- Protected status sought for artery between two major forest blocs
- Trumon corridor links orangutan stronghold to greater Leuser Ecosystem
- Human encroachment, oil-palm expansion threatens burgeoning reforestation initiative
An Indonesian organization dedicated to conserving one of the world’s richest expanses of tropical rainforest is pushing for the rezoning of a crucial wildlife corridor where human encroachment and the march of oil palm threaten dwindling elephant and tiger populations.
With support from the United States Agency for International Development (USAID), the Leuser International Foundation (YLI) has undertaken to reforest the ebbing Trumon Nature Corridor, and it also wants the Environment and Forestry Ministry to designate the area a protected forest.
Established in 1998 as a result of YLI lobbying, the Trumon corridor comprises a butterfly-shaped 2,700-hectares connecting the marshy Rawa Singkil Wildlife Reserve in the coastal south with the mountainous Bengkung Valley in the north. All three areas lie within the Leuser Ecosystem, the only place on earth where the Sumatran varieties of tiger, elephant, rhino and orangutan still coexist in the wild.
In the 1970s, the government constructed a road between the provinces of Aceh and North Sumatra which isolated Rawa Singkil, an enormous peat swamp home to the world’s densest population of Sumatran orangutans.
The Trumon corridor was an attempt to bridge the gap created by the road, but over the years encroachers have penetrated deeper and deeper into the area’s forests, squeezing wildlife and throwing megafauna into increasing conflict with local people who view them as pests.
Thanks to the efforts of the YLI and communities it partners with, some of the corridor’s forests have begun to recover, especially in the north near the Bengkung Valley. There, a young secondary forest has become home to 116 bird species, six types of primates, 13 mammal species and a variety of reptiles and amphibians, according to YLI staff. Even tiger tracks have been spotted.
The road still cuts through Trumon. Golden cats, clouded leopards and other creatures are sometimes hit by cars, especially at night.
“We’ve put up signs to alert motorists when crossing the corridor,” said Fakhrurradhi, a YLI staff.
While the forests near the valley are on the upswing, things aren’t as good farther south, where a number of transmigrant settlements have been established and oil palm plantations continue to expand.
The YLI’s conservation efforts include planting trees that animals and people can use, promoting ecotourism and setting up a patrol team manned by community members and four tame elephants.

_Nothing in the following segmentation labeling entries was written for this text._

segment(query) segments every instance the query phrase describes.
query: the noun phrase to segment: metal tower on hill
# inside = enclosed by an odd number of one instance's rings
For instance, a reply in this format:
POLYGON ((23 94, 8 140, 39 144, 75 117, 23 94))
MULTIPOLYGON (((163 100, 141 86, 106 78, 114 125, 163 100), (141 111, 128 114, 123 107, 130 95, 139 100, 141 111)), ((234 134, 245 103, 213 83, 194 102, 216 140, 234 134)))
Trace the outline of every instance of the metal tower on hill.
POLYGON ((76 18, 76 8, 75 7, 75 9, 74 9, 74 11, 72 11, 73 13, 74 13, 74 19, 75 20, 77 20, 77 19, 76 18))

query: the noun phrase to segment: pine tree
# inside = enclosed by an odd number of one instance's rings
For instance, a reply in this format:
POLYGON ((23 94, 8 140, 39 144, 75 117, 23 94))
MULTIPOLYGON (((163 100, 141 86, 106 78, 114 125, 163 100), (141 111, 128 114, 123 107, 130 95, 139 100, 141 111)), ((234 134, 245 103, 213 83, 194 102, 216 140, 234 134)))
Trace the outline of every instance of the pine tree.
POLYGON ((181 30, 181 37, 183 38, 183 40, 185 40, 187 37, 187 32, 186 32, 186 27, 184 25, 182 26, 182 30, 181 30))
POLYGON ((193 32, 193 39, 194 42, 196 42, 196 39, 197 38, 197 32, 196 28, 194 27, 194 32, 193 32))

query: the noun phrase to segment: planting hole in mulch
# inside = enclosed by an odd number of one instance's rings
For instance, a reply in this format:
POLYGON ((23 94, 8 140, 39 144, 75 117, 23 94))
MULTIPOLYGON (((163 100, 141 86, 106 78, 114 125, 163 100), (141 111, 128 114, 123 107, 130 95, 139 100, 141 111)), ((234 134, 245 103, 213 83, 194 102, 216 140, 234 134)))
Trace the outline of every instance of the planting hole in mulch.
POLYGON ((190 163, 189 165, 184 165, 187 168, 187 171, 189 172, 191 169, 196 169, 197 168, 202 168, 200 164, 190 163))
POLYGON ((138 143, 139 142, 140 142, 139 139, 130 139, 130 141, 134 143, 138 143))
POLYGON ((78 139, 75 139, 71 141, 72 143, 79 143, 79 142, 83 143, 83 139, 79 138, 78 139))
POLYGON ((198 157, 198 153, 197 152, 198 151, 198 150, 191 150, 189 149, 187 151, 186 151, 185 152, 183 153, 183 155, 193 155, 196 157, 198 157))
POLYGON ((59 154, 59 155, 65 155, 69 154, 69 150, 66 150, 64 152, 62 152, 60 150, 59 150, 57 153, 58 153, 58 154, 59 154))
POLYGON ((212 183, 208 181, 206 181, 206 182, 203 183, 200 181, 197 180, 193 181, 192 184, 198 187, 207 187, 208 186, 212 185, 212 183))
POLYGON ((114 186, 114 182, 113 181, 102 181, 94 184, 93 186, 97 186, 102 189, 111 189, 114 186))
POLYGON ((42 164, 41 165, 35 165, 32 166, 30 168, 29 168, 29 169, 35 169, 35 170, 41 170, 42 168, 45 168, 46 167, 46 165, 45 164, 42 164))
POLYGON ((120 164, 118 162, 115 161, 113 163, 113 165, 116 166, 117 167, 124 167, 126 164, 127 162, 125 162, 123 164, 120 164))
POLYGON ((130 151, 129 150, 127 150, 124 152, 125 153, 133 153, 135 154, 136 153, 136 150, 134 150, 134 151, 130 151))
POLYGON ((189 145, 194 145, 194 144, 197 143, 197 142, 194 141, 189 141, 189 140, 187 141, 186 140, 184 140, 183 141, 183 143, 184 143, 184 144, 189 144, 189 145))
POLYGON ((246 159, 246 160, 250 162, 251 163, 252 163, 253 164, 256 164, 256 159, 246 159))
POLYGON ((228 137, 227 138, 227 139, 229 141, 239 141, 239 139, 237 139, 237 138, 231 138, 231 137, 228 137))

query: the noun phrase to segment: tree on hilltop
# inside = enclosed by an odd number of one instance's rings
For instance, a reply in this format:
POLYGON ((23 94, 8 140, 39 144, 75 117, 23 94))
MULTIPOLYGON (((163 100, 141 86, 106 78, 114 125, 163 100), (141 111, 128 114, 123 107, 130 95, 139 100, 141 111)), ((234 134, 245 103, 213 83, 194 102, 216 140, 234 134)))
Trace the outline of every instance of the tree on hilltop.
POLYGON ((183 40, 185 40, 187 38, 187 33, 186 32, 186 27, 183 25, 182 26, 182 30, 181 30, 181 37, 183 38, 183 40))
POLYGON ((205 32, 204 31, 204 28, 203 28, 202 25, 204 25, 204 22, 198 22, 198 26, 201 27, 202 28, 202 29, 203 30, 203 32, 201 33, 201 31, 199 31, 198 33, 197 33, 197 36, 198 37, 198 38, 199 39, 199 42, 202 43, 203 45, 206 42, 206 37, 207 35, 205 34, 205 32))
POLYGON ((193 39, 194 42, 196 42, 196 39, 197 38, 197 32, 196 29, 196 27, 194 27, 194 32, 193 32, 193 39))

“This is to help the people of Trumon who often come into conflict with elephants who come from Bengkung and enter their gardens,” said Rusdi, another YLI staff.
Staving off encroachers is the biggest challenge. The YLI hopes it can buy time for the forests to recover, seen as a boon for biodiversity and local livelihoods alike.
“People should be made aware that this corridor is not only important for Leuser’s forests – it also provides a variety of environmental services for the people here,” Rusdi said. “If people can understand that, the recovery of Leuser’s fragmented forests will become a reality.